Steam submarine K-12. „The most fatal error imaginable would be to put steam engines in submarines“
„The most fatal error imaginable would be to put steam engines in submarines“
With these words, First Sea Lord Admiral Sir John „Jackie“ Fisher commented on the British Royal Navy’s plans to build the „K“-class submarines. These boats were designed to be submarine cruisers fast enough to operate as reconnaissance vessels with the Grand Fleet. To this end, they were to reach a speed equal to that of the latest British dreadnoughts. A smaller design with diesel propulsion, which eventually became the „J“ class, reached only 19 knots when surfaced, so it was decided to use steam turbines in the „K“ class. The result was a surface maximum speed of an incredible 24 knots, a record that remains unbroken for a submarine to this day. But a combination of design flaws and bad luck made life difficult for this type. Steam propulsion required air circulation in the submarines, which were equipped with funnels. This made preparations for diving lengthy and complicated. The extremely narrow and long shaped hull of the „K’s“ (103 m x 8 m) also caused problems. The submarines of the so-called „Kalamity“ class had a disastrous record in World War I and afterwards.
Of the 21 units originally planned, a total of 18 were built, with „K3“ being the first unit to enter service in 1917. None of the boats were lost due to enemy action, but six were lost in accidents. They took many of their crewmen with them to their deaths. The reputation of the class was poor, which made it difficult to find volunteers for the crews.

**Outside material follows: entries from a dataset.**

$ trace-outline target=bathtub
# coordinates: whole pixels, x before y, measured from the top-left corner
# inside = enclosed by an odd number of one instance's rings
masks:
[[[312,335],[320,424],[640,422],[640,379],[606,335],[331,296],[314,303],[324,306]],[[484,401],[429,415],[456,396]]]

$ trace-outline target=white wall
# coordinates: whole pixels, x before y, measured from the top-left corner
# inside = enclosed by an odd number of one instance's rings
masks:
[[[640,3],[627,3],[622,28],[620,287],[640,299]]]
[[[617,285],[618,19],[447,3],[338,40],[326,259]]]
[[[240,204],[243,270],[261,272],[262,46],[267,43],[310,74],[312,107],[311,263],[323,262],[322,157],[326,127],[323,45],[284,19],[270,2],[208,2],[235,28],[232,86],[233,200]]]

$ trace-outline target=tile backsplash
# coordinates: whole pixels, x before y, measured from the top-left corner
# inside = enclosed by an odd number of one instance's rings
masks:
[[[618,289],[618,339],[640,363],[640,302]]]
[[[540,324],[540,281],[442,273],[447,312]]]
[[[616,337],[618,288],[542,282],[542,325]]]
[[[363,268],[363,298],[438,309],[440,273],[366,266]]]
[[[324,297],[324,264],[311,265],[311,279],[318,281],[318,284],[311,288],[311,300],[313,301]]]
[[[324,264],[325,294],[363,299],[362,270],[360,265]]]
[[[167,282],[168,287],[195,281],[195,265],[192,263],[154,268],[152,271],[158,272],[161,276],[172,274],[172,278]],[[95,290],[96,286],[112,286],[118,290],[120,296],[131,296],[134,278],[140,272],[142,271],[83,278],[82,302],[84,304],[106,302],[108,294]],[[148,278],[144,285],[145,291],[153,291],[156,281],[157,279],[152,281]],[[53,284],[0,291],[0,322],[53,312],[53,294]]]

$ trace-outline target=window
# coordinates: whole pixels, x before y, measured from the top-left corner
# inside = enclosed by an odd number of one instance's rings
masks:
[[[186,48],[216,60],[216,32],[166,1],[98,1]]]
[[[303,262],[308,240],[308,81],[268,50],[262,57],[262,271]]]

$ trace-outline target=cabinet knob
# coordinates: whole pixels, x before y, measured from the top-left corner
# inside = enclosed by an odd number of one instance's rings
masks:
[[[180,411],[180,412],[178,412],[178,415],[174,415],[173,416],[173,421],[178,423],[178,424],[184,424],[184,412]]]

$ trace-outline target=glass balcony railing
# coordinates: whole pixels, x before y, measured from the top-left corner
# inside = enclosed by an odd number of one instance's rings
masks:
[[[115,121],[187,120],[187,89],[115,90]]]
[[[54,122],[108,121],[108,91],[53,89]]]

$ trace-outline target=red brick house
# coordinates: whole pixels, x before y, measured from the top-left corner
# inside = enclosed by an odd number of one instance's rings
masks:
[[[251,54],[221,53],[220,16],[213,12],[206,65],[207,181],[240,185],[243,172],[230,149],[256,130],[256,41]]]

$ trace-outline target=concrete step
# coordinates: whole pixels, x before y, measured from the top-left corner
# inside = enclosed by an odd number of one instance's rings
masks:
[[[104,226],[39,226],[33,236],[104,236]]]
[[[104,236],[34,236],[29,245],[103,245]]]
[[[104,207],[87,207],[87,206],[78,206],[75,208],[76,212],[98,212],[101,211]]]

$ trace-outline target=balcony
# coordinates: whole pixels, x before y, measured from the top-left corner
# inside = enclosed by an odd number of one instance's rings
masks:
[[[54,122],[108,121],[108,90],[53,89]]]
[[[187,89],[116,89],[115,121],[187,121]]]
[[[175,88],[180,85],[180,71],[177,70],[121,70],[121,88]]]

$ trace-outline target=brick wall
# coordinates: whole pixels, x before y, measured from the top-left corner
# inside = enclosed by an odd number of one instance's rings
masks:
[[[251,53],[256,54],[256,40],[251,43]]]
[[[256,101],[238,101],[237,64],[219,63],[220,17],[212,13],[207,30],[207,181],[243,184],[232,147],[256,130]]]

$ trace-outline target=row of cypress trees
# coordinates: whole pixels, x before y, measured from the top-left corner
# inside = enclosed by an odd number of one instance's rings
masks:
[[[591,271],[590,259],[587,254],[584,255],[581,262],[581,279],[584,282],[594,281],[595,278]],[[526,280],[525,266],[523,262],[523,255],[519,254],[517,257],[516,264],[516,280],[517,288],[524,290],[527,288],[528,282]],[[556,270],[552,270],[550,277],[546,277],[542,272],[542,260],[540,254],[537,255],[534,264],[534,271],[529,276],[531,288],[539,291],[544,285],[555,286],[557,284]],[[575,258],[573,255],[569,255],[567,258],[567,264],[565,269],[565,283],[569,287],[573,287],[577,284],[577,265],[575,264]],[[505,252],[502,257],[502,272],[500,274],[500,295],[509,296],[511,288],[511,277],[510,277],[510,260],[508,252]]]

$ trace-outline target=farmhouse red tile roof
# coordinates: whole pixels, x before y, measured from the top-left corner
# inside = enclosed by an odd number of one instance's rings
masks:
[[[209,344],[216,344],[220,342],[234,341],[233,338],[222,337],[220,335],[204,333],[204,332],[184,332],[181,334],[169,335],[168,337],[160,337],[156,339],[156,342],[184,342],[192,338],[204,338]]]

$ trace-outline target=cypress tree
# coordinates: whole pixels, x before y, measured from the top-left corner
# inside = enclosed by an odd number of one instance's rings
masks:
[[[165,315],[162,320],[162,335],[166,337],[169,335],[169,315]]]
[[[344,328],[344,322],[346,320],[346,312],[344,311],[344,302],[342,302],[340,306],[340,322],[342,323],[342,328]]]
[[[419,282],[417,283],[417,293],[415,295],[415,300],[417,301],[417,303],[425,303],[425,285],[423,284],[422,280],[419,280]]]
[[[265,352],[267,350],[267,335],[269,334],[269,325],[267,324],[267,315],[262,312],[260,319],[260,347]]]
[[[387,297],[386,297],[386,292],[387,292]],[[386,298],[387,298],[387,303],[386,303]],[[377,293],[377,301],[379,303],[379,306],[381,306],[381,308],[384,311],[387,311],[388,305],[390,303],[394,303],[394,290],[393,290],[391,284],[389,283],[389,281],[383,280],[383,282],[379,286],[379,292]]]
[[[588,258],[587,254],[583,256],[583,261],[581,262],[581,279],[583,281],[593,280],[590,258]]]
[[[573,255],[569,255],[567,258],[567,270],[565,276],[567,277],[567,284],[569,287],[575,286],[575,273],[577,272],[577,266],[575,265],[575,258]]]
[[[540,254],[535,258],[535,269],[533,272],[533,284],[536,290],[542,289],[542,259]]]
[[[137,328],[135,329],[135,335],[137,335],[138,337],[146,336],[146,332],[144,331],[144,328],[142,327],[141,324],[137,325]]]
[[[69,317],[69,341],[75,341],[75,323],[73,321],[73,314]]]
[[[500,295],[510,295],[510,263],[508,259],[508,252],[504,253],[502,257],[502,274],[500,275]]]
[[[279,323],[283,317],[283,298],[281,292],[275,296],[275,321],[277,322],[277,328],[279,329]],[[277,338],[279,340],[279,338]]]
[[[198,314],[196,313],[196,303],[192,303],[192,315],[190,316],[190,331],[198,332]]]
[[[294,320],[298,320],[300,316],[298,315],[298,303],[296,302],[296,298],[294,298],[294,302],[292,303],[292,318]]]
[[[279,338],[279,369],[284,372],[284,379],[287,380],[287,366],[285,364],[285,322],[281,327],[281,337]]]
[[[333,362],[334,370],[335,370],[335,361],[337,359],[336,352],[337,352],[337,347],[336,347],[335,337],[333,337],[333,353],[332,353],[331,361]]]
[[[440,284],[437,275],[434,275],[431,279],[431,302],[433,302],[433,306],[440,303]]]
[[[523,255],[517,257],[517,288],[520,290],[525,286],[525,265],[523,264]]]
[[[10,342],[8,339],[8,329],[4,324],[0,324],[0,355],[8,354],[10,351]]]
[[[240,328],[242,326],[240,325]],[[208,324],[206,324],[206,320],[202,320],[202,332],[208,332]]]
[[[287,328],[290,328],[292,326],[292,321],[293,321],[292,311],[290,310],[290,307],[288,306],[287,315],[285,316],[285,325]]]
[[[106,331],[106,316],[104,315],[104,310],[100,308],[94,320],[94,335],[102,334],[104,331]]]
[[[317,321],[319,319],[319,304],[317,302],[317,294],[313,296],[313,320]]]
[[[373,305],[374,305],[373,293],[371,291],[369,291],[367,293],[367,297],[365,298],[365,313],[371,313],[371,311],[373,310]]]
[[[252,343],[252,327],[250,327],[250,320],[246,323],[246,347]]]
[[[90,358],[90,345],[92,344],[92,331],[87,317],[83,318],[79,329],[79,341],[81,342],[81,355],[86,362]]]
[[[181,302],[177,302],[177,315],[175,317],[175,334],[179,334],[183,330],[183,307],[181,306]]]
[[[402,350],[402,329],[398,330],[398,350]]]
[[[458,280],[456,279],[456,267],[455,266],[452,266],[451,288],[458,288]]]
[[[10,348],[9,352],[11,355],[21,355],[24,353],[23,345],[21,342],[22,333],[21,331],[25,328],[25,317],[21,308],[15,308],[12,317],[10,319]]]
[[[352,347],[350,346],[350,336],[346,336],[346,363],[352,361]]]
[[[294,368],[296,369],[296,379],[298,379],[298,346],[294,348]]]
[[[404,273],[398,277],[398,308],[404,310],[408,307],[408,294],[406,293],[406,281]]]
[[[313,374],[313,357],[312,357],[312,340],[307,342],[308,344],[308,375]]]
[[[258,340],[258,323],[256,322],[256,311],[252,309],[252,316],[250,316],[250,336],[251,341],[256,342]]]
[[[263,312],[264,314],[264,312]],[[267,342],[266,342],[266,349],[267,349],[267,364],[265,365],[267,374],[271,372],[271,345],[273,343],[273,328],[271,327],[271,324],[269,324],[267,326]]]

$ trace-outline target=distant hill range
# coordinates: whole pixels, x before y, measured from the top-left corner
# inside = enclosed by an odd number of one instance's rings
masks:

This 1:144 scale model (builder unknown) depicts the „K-12“. She was built between 1915 and 1917 by the Armstrong Whitworth shipyard in Newcastle upon Tyne. She survived the „Battle of May Island“ undamaged. This was not a battle, but a series of accidents that occurred on the foggy night of January 31, 1918, when the ships went out into the North Sea for fleet exercises. „K4“ and „K17“ sank, while „K6“, „K7“, „K14“, „K22“ and HMS „Fearless“ were damaged; 105 sailors lost their lives. The „K12“ continued her unspectacular career, which included a collision with the „K2“ in 1924, and was finally scrapped in Charlestown in 1926.